After approximately a decade of anticipation, Whole Foods Market has opened its first store in Brooklyn at 3rd Avenue and 3rd Street on the Gowanus Canal. It has everything a Brooklynite could want: a rooftop bar with a dozen local microbrews on tap, hydroponic greenhouses, a bicycle repair shop, a knife sharpener, displays made from wood reclaimed from the Sandy-damaged Coney Island Boardwalk. At 56,000 square feet, it seems to want to be more than a supermarket; it seems to want to be a community center.
This store is the product of the more than 350 stores in the U.S. that preceded it. Whole Foods has a system down, which includes a host of green features. This particular project is on track for a LEED Platinum rating. Robust materials selected for low maintenance and longevity fill out the cavernous space: polished concrete floors, exposed structural framing, reclaimed wood, reclaimed brick, high efficacy lighting, permeable pavement in the parking lot. The parking lot has solar carports and wind turbines; one of the most visible installations of renewable energy in the city. While the store could benefit from more daylighting, it is cleverly laid out in such a way that at any point in the store windows are visible.
The crowning glory of the space is the view from the rooftop restaurant, which looks out over the Gowanus Canal and Carroll Gardens to the skyline of lower Manhattan. The Whole Foods corporate system is not completely immune to opportunity.
The 350 prior stores leave their mark on this store as well. As solidly and thoughtfully as it is built, it is hard to really call it architecture. It could be a store in Birmingham, Alabama, or Portland, Maine. It is purposely familiar and takes no spatial or material risks. To call this store urban design is even more difficult. It is essentially a single story suburban box store placed into an urban industrial superfund site context, with greenhouses and a restaurant and bar perched on top. The store location is nominally at 3rd Street and 3rd Avenue, but the actual entry to the store is down 3rd Street, in through a gate, up a ramp that essentially takes the shopper to the parking lot, which is the privileged entry. 3rd Avenue is given over to the loading docks. The Gowanus waterfront is made accessible by a waterfront walk, which is the most visible concession to urbanity.

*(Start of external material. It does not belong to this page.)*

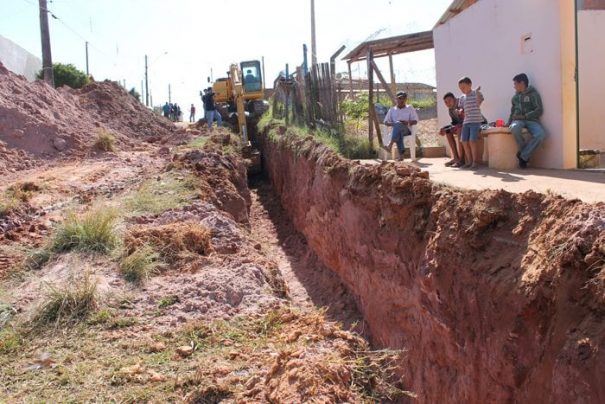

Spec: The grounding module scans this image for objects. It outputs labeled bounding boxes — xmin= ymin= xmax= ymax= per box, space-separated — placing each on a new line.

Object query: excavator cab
xmin=240 ymin=60 xmax=264 ymax=100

The 3rd and 3rd intersection is occupied by the 1873 Coignet Building, a vaguely Italianate structure with a very interesting history. It was landmarked in 2006 as part of the site purchase. Not incorporating the Coignet Building into the overall store seems like a real failure of imagination. The still dilapidated state of the Coignet Building also indicates a failure to honor a commitment made by Whole Foods to restore it, and is a lightning rod for community discontent with their new neighbor, which has resulted in a fine from the Landmarks Preservation Commission.
All told, this is a welcome addition to the neighborhood. It is well used (including by this reporter). In fact, it is hopping! The wide suburban aisles are actually quite welcome on Saturday afternoons. Yet there is still a lingering doubt as to whether the local “character” is a cynical corporate marketing ploy, or a genuine attempt to foster and further a unique, homegrown culture. Let’s hope for the latter.